Africa should speed up actions to foster job-relevant digital skills for the youth

Africa YouthAfrican governments need to invest in digital skills to unlock youth’s potential and access to new jobs. (Image source: IICD/Flickr)The African Forum on Youth Skills and Enterprises in the Digital Age in April has made a major recommendation to ensure that Africa’s youth have the relevant, appropriate digital skills from a very early age as they prepare for the jobs of the future

During the event, African governments and major stakeholders agreed to:

· Foster and implement appropriate policies to integrate digital skills, 21st Century skills and science, technology, engineering and mathematics in the African education and training systems.

· Establish technological partnerships to fill the skills gap in jobs requiring advanced ICT competencies such as coding, artificial intelligence, machine learning and robotics and cybersecurity, among others.

· Accelerate the use of ICT to offer all learners, especially girls and women, equal opportunity access to quality education.

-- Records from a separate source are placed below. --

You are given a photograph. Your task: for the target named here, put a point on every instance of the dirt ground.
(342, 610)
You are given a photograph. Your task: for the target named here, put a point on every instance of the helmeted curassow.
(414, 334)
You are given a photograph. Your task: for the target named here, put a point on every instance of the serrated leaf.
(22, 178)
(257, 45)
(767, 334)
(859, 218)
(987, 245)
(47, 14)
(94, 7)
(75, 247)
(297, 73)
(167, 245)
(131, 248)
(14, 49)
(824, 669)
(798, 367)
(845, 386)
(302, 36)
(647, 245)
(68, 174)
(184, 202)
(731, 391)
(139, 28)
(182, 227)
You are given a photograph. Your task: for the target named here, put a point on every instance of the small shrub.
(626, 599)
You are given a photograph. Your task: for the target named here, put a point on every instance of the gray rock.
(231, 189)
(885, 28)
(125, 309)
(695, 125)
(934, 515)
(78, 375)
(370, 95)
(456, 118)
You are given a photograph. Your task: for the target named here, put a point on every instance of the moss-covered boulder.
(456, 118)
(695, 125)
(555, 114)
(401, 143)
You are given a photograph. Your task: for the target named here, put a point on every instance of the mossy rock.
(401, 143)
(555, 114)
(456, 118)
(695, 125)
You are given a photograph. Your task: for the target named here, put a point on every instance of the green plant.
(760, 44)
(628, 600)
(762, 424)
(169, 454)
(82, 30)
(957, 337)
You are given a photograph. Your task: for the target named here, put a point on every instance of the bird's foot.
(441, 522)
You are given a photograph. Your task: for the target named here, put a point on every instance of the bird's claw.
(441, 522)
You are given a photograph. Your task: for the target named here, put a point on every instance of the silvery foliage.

· Spread the culture for eLearning.

· Promote technical and vocational education and training as an enabling pathway rather than as a sub-sector of last resort.

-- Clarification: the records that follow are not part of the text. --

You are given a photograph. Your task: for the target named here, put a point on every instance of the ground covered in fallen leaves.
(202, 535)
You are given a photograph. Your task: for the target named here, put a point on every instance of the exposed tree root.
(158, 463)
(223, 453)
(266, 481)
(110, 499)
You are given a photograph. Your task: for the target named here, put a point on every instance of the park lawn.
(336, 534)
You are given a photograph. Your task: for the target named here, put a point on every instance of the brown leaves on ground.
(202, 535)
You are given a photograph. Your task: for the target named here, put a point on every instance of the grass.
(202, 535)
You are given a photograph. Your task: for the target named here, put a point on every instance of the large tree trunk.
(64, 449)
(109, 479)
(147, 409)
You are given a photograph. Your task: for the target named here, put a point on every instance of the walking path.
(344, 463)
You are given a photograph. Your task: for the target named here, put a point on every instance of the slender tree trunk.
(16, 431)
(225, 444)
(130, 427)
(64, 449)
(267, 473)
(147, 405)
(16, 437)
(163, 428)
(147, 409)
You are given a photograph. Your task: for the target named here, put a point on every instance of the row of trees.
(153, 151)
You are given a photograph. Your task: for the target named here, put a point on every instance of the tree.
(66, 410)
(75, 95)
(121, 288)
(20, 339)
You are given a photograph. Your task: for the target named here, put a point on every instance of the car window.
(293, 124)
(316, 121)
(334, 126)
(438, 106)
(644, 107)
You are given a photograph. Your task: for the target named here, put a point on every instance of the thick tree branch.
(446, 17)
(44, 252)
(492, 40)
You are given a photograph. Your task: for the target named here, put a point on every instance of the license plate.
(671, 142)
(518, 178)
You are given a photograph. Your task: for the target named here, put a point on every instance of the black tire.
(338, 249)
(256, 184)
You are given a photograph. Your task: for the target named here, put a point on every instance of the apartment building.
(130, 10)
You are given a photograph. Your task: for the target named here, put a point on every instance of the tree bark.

· Train teachers on digital skills and 21st century skills.

Organised by the government of Tunisia through its Ministry of Professional Training and Employment, the African Union, the Global E-Schools and Communities Initiative, the Association for the Development of Education in Africa and the United Nations’ Children Fund, strategic partners including JP.IK and the New Partnership for Africa's Development, the forum was sponsored by ACT and the Islamic Educational, Scientific and Cultural Organisation.

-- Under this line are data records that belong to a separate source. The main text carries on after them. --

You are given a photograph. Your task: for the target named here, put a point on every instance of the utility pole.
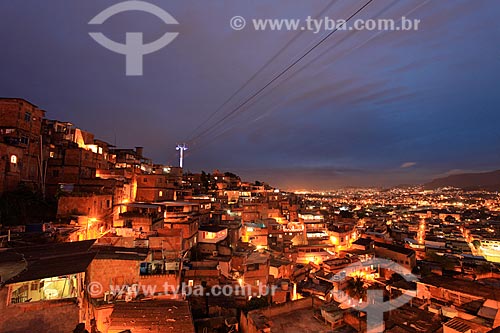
(181, 148)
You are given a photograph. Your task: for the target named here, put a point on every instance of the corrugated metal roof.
(156, 316)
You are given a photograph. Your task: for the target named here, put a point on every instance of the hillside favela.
(249, 167)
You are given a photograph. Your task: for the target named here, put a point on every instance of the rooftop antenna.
(181, 148)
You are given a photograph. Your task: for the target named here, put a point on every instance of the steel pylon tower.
(181, 148)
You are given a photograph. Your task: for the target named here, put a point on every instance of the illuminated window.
(210, 235)
(45, 289)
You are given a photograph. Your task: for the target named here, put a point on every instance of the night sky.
(364, 108)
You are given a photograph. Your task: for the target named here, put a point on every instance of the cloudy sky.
(364, 108)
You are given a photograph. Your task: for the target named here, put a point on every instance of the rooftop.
(157, 316)
(395, 248)
(49, 260)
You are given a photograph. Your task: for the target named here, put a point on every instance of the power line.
(259, 71)
(343, 54)
(281, 73)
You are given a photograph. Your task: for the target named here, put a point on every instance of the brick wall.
(43, 316)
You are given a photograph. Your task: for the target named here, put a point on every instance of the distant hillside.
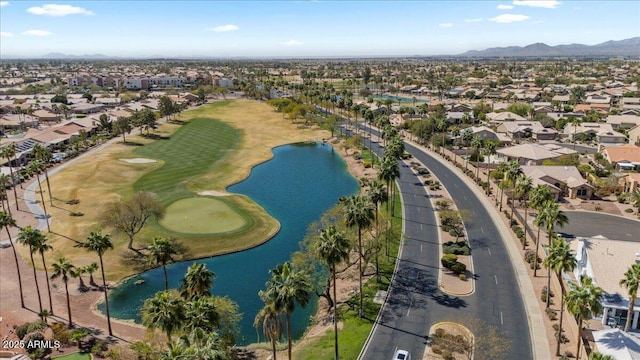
(627, 47)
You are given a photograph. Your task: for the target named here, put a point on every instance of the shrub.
(459, 268)
(61, 333)
(457, 248)
(448, 260)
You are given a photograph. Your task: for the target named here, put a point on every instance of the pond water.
(296, 187)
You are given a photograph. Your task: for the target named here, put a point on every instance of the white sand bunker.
(138, 161)
(213, 193)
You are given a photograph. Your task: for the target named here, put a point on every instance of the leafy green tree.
(197, 282)
(631, 281)
(122, 126)
(6, 221)
(560, 259)
(358, 213)
(333, 247)
(63, 269)
(164, 311)
(583, 301)
(549, 217)
(29, 236)
(99, 243)
(288, 287)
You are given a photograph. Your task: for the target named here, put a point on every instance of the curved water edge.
(296, 186)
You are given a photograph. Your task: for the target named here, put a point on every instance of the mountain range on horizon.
(626, 47)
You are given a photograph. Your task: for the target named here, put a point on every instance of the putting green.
(202, 215)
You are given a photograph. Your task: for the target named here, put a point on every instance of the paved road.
(415, 303)
(587, 224)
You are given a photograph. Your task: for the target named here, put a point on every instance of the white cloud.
(292, 43)
(224, 28)
(36, 33)
(548, 4)
(58, 10)
(508, 18)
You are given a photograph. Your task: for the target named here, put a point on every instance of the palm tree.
(271, 322)
(161, 253)
(29, 236)
(43, 154)
(389, 171)
(560, 259)
(197, 282)
(582, 301)
(550, 216)
(91, 268)
(4, 183)
(8, 152)
(511, 174)
(5, 221)
(524, 184)
(378, 194)
(99, 243)
(163, 311)
(41, 246)
(36, 167)
(599, 356)
(286, 287)
(539, 196)
(476, 144)
(63, 268)
(631, 281)
(333, 248)
(358, 213)
(489, 149)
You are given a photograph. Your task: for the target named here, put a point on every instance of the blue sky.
(304, 28)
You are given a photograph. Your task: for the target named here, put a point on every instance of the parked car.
(402, 355)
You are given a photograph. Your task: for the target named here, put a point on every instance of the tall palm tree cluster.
(206, 325)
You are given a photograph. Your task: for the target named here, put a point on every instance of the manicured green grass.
(189, 153)
(202, 215)
(74, 356)
(352, 337)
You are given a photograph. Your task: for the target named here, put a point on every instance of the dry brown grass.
(103, 177)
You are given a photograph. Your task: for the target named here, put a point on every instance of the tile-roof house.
(604, 133)
(566, 179)
(504, 116)
(623, 121)
(625, 157)
(605, 261)
(527, 129)
(533, 154)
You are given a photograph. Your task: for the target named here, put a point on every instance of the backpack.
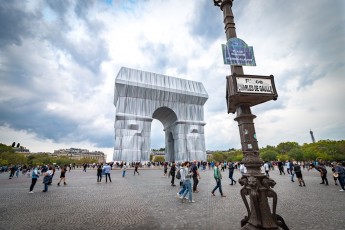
(178, 175)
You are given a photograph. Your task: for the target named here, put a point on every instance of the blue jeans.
(45, 187)
(182, 189)
(219, 185)
(188, 189)
(342, 181)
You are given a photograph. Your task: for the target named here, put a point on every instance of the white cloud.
(62, 72)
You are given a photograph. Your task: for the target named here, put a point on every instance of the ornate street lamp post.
(240, 97)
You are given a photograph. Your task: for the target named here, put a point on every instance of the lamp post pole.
(256, 185)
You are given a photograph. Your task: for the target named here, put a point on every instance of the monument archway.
(178, 104)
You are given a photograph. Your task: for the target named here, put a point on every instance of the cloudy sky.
(59, 60)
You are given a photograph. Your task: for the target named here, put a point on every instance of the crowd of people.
(187, 173)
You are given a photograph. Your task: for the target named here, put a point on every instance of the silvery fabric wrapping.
(141, 97)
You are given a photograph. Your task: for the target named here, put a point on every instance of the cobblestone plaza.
(148, 201)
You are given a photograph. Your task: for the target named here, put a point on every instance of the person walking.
(196, 177)
(335, 178)
(243, 168)
(47, 177)
(218, 177)
(287, 166)
(267, 168)
(298, 172)
(99, 173)
(124, 167)
(187, 175)
(34, 176)
(323, 172)
(231, 173)
(136, 169)
(291, 167)
(165, 169)
(173, 172)
(106, 169)
(281, 168)
(340, 170)
(182, 178)
(63, 175)
(12, 171)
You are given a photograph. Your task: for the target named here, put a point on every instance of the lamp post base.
(259, 188)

Nicholas Ouma, from the African Union’s Department of Human Resources, Science and Technology, stressed the importance for children to acquire ICT skills at an early age to gain advantages in thinking processing and communicating. Helping Africa’s youth be innovative will translate into critical dividends in nearly any profession, he explained.

On the way forward, Jerome Morrissey, CEO of the Global e-Schools and Communities Initiative, recommended planning for and investing in digital inclusion in all its dimensions to better address the skills gap and foster inclusive growth in Africa.

Speakers in each session emphasised the role of digital skills as the new core link between education and employment.

Odibeli Pamela Ejiro, Youth Ambassador for the Secondary Education in Africa Initiative, called on African governments to invest in digital skills to unlock youth’s potential and access to new jobs, which will further contribute to Africa’s development.

Faouzi Abderrahmane, minister of vocational training and employment of Tunisia, reminded all African dignitaries and development cooperation actors to free the rural community from digital illiteracy. “Innovation and creativity are linked to ICT. Africa can succeed and be a pioneer of this digital age especially through the facilitation of intra-African partnerships and collaborations.”